7. Juni 1933 Uraufführung von "Die sieben Todsünden"
Die sieben Todsünden – wie die katholische Kirche sie kennt – in neuer Lesart, geschrieben von Bert Brecht, komponiert von Kurt Weill: beißende Satire und bittere Kapitalismuskritik. Autorin: Justina Schreiber
07. Juni
Donnerstag, 07. Juni 2018
Autor(in): Justina Schreiber
Sprecher(in): Caroline Ebner
Illustration: Tobias Kubald
Redaktion: Frank Halbach
Wie schnell sich fleißige Kleinbürger und Bürgerinnen doch von sich selbst entfremden. Weil sie sich nämlich schwuppdiwupp! aufspalten… zum Beispiel in Anna 1, die sich immerzu antreibt: jetzt stell dich nicht so an, da geht noch was an Einsatz und Selbstaufgabe! Und in Anna 2, die (zunächst noch) auf einem Leben beharrt, das auch Faulheit und Würde oder Stolz kennt, um dann letztlich – unter dem Druck ihres Alter Egos – ihre Werte auf dem Altar des Mammons zu opfern. Und damit leider auch ihr Glück. Ja, es ist ein Graus mit dem Kapitalismus. Aber will man das Elend wirklich derartig heftig mit dem dialektischen Holzhammer drübergezogen bekommen…?
Ein Beweis gelebter Toleranz
Nun, vielleicht war es ganz gut, dass die Mehrheit des Publikums dem deutschen Text der Tanzoper "Die sieben Todsünden" gar nicht folgen konnte, als das Werk am 07. Juni 1933 im Pariser Théâtre des Champs-Élysées Premiere hatte. Und die Emigranten unter den Zuschauern tobten sowieso vor Begeisterung. Für sie bedeutete die Inszenierung ein großartiges Statement. Ein Statement gegen antisemitischen Hass und nationalsozialistische Verfolgungswut. Ein Beweis gelebter Toleranz.

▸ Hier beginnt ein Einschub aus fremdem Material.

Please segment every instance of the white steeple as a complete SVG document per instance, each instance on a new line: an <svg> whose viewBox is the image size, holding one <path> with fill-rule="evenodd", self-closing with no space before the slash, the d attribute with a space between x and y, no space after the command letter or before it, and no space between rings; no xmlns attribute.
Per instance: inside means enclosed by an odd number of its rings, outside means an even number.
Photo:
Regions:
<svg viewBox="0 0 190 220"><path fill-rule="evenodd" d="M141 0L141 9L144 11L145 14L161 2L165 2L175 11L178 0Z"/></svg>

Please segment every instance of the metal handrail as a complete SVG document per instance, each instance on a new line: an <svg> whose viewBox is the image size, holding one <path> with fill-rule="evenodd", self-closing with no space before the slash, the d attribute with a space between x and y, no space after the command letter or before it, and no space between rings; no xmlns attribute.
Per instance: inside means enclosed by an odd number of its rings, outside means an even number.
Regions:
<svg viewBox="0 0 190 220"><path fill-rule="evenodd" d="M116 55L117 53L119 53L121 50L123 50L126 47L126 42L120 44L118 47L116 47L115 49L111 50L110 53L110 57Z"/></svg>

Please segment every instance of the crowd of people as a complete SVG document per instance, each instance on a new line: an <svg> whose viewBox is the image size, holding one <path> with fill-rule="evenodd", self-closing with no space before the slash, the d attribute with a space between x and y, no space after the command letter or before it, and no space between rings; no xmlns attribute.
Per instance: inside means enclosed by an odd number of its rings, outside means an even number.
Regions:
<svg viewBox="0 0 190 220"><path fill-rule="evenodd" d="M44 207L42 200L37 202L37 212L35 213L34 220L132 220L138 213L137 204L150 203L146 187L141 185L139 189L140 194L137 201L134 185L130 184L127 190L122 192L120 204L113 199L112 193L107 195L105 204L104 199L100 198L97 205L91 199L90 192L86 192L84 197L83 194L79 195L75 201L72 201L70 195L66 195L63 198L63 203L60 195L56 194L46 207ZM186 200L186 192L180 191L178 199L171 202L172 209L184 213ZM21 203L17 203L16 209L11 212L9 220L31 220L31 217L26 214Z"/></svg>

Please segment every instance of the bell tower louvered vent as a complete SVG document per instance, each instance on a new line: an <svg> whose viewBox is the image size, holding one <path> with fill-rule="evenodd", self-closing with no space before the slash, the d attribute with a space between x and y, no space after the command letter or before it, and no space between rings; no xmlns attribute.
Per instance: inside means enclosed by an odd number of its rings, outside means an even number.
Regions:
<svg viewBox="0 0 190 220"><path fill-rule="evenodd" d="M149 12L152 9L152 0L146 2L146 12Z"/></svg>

Denn hatten sich hier nicht zwei in ihrer Heimat nun verachtete Intellektuelle noch einmal zur Zusammenarbeit vereint? Zwei Querdenker, deren Wege sich bereits getrennt hatten – und zwar wegen eigentlich unüberbrückbarer Differenzen? Aber der Komponist Kurt Weill war über seinen Schatten gesprungen und hatte Bert Brecht eingeladen, das Libretto zu diesem denkwürdigen Gesamtkunstwerk zu schreiben. Und der Dichter reiste extra aus dem Schweizer Exil an, um das Exempel an den beiden Annas zu statuieren: wie eine Person, deren Arbeitskraft auf dem freien Markt nicht viel gilt, in zwei Rollen zerfällt, in die der Ware und die der Sich-Selbst-Ausbeutenden. Was nur funktioniert, so Brecht, wenn sie die sieben Todsünden der Kleinbürger zu vermeiden lernt, als da wären Faulheit, Stolz, Zorn und so weiter.
Sündig hinter den Kulissen
Hinter den Kulissen jedoch schien man – wie zum Trotz - allen Lastern gleichzeitig zu frönen. Kurt Weills Ehefrau Lotte Lenya, die die Hauptrolle der Anna 1 sang, befand sich in Begleitung ihres Liebhabers, des Tenors Otto Pasetti, den der Gatte freundlicherweise mit einer Rolle bedacht hatte. Sie stürzte sich in eine heiße Affäre mit der Tänzerin Tilly Losch, der Darstellerin der Anna 2, deren Mann, der britische Multimillionär Edward James, das Stück aus seiner Portokasse finanzierte. Kurt Weil wiederum turtelte mit der Frau des Bühnenbildners Caspar Neher. Kurz gesagt: in den Wochen, in denen "Die sieben Todsünden" in Paris auf dem Spielplan standen, ließ es das Ensemble wohl ziemlich krachen. Ein Tanz auf dem Pulverfass. Denn die größte Gefahr stellte damals beileibe nicht der vergleichsweise harmlose amerikanische Kapitalismus dar. Sie ging von dem grausamen Regime aus, das sich kurz zuvor in Berlin etabliert hatte.